Because of this void during these sad, sad days, I find myself latching onto other people's words to stand in for me. A fellow leader says in times like this "we need to care for each other" and I repeat that to people who look to me for guidance. Another friend shares that depression is like a cancer of the mind and can turn a person into someone else at the end. This seems true, and as good an explanation of the tragic decision Pastor Evans made this week as any, and so I put it forth in candid conversations among people trying to make sense of such awfulness. These and many other words have rolled off my tongue like I knew what I was talking about. But in truth, my own mind is numb with the loss. There are no words. And so, I am grateful for those who are able to summon words of power in the midst of crisis. My son Joseph reflected on John Donne's taunting of death in Death be not Proud - -

for, those whom thou think'st, thou dost overthrow, die not

... and I was encouraged. The poet sometimes has an edge over the preacher in that the goal is not explanation, but consolation. That led me to the poet Dylan Thomas who said

though lovers be lost, love shall not; and death shall have no dominion

... and knowing he was referring to the resurrection passage of Romans 6:9 I was consoled. Death is not the end and will not rule. Then through some means which I don't now remember, my son Jameson reminded me somehow of the terrible hope in the midst of tragedy that sets the gospel apart -- that good can one day grow from this seedbed of pain. The right word at the right time.
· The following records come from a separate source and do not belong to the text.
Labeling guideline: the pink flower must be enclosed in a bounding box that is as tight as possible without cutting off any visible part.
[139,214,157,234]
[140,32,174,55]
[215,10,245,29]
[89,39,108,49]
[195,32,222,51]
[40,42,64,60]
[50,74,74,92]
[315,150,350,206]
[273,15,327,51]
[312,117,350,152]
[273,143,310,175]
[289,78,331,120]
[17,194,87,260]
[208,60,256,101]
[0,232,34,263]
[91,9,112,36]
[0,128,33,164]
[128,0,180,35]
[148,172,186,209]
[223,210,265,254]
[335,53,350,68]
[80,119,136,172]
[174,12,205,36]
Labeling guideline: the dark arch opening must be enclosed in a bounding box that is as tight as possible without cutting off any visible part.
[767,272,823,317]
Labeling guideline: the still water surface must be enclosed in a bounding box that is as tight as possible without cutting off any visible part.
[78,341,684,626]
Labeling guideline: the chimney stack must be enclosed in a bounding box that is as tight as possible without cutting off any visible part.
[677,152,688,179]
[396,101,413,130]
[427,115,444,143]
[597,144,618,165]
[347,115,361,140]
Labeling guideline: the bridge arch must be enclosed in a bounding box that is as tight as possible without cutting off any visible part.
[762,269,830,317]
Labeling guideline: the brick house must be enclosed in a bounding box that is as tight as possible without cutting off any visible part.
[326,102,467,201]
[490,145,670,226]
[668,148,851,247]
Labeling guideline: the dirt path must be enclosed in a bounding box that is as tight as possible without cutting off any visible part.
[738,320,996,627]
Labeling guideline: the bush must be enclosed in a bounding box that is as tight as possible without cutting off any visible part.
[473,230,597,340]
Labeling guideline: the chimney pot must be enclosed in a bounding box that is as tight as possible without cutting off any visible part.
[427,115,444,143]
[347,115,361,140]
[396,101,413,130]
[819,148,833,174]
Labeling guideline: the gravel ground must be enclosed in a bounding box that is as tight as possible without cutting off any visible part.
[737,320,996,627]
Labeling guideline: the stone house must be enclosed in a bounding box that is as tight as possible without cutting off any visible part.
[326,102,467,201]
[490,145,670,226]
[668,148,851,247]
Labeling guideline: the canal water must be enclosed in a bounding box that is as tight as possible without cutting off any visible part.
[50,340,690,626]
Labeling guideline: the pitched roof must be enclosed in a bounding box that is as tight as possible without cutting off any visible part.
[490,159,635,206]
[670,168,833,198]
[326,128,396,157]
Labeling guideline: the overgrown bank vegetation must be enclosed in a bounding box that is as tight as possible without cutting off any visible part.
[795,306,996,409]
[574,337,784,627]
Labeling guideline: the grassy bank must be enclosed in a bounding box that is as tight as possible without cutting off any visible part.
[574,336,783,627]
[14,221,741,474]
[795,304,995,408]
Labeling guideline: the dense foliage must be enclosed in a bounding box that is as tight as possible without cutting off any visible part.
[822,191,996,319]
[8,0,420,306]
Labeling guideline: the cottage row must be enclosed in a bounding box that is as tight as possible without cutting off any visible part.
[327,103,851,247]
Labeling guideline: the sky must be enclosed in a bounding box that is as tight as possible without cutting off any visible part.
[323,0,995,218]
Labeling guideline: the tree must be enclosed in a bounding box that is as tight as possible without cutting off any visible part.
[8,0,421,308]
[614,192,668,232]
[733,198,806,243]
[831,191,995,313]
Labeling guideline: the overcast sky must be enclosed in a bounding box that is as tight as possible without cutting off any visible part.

So I have no words in this time. I guess I am OK with that. While it is true, as Kieth Webb sings,

I am like a mockingbird
I have no new song to sing
I just tell you what I've heard
I'm like a Mockingbird

... at the same time I realize its not always up to me to provide the right word. The words of others will do. But I'm not at a loss for them. Like colorful and soft gifts, they are dropping like blossoms on my shoulders. They have helped me work through my own grief.

The best of them have come from my sons. The boys have become teachers of the man.